A friend thinks learning a foreign language keeps our minds sharp. It must not be working, or I wouldn’t be trying to learn French.

Excerpted from Return of the Floozy. Copyright 2013 by Stephen B. Bagley. All rights reserved. No copying in any form. Thank you for reading. 

3 comments:

Jean said...

I had most of a year of German in 9th grade, then I moved to Ohio. I started over and took two years of French (from a choice of that or Latin). My decreasing grades indicated if I took a third year of French, I might not have graduated high school, so I quit while I was behind. Since I had to take a language to graduate from college, I took German. The final class I took before graduation was the final German class I needed to take. I think I barely passed.

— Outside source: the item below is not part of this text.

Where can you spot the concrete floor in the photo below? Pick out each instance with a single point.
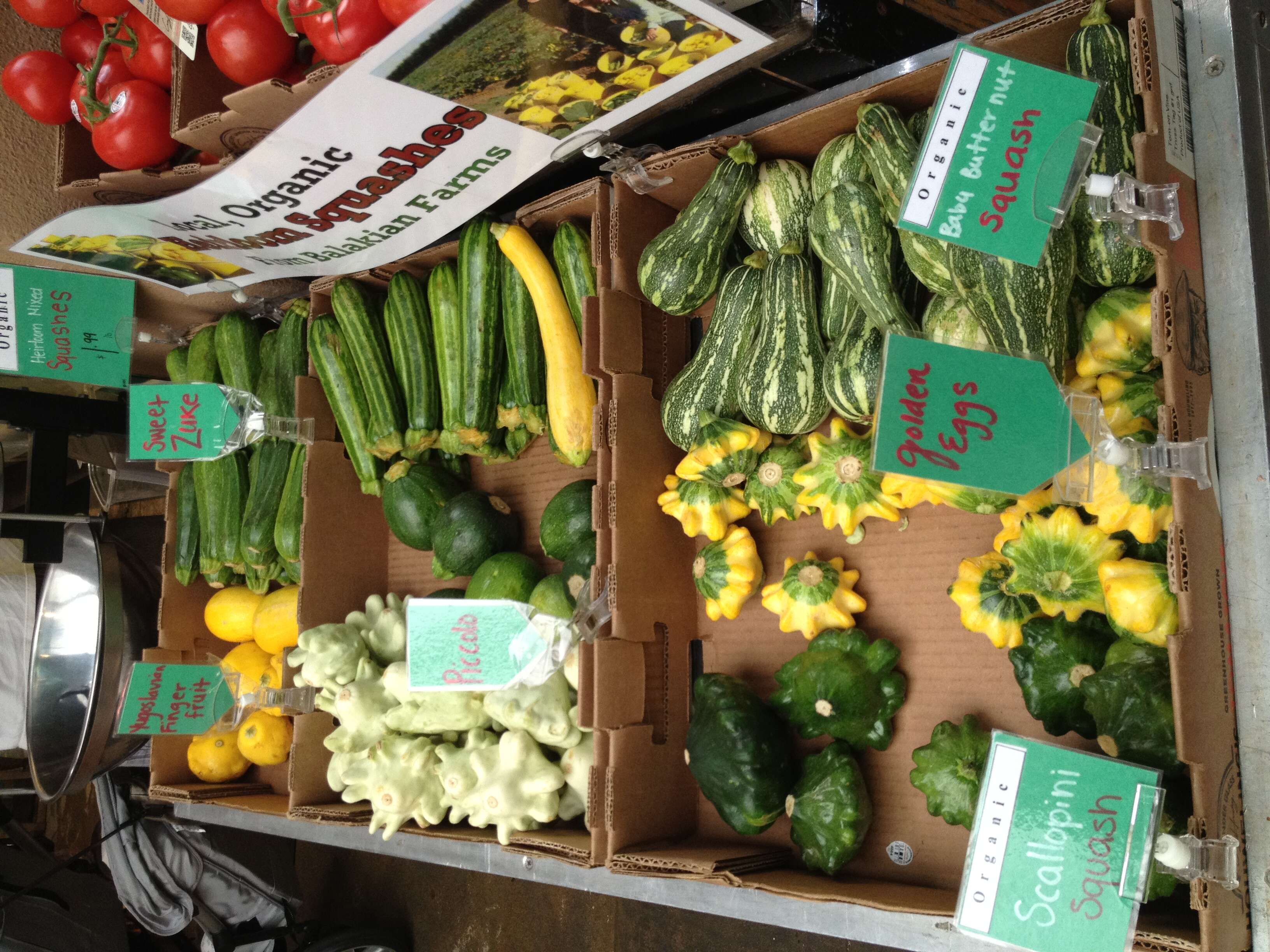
(454, 910)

While in the Middle East, I managed to learn to decipher a few numbers (as Mr L points out, we use Arabic numbers, so my success is less than amazing).

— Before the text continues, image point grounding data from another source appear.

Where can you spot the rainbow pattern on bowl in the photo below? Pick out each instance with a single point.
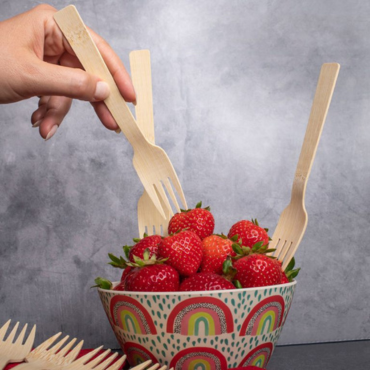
(199, 330)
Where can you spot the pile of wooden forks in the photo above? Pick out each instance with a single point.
(59, 356)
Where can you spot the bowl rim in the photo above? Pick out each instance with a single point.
(204, 292)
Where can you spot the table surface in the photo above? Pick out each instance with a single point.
(354, 355)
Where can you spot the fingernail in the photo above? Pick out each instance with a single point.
(135, 101)
(37, 123)
(51, 132)
(101, 91)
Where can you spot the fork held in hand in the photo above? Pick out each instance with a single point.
(151, 163)
(150, 221)
(15, 351)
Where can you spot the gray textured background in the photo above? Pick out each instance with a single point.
(233, 87)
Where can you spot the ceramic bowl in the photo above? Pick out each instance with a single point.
(212, 330)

Now, I live in Central Texas, where I would have done well to have taken Spanish.

For a couple of years, I had access to a full range of those language courses where you learn by immersing yourself in the language -- just like I learned English, but hearing it being spoken and reading it. I tried German, Spanish, and even Chinese (just in case it clicked with me -- it did not). I did best with German, but I think that's because I've been exposed to it longer.

In truth, I did terrible with all of them. From this experience, I can't imagine the miracle by which I was able to learn English.

EJ said...

I actually got good grades in the semester of French I was required to take. Or at least for most of it. I was taking Algebra at the time with far less success, and toward the end of the semester Algebra was taking study time away from French, so my grade slipped a little. I'm not sure why I didn't continue with it because the teacher was wonderful. It must have conflicted with band or chorus, which were far more important then.

Stephen B. Bagley said...

Jean, I've always wondered about the immersion courses. In movies, the pilot who lands behind enemy lines somehow makes himself be understood. I would have starved or been shot very early on.

Wendy, I always got good grades in French -- I took two semesters in college -- but I never got to the point where I could carry on any conversation that didn't involve the weather, where or not Jacques was going to join us at the fair, or the fork and spoon by the plate. If they wanted to talk about something else, they were out of luck!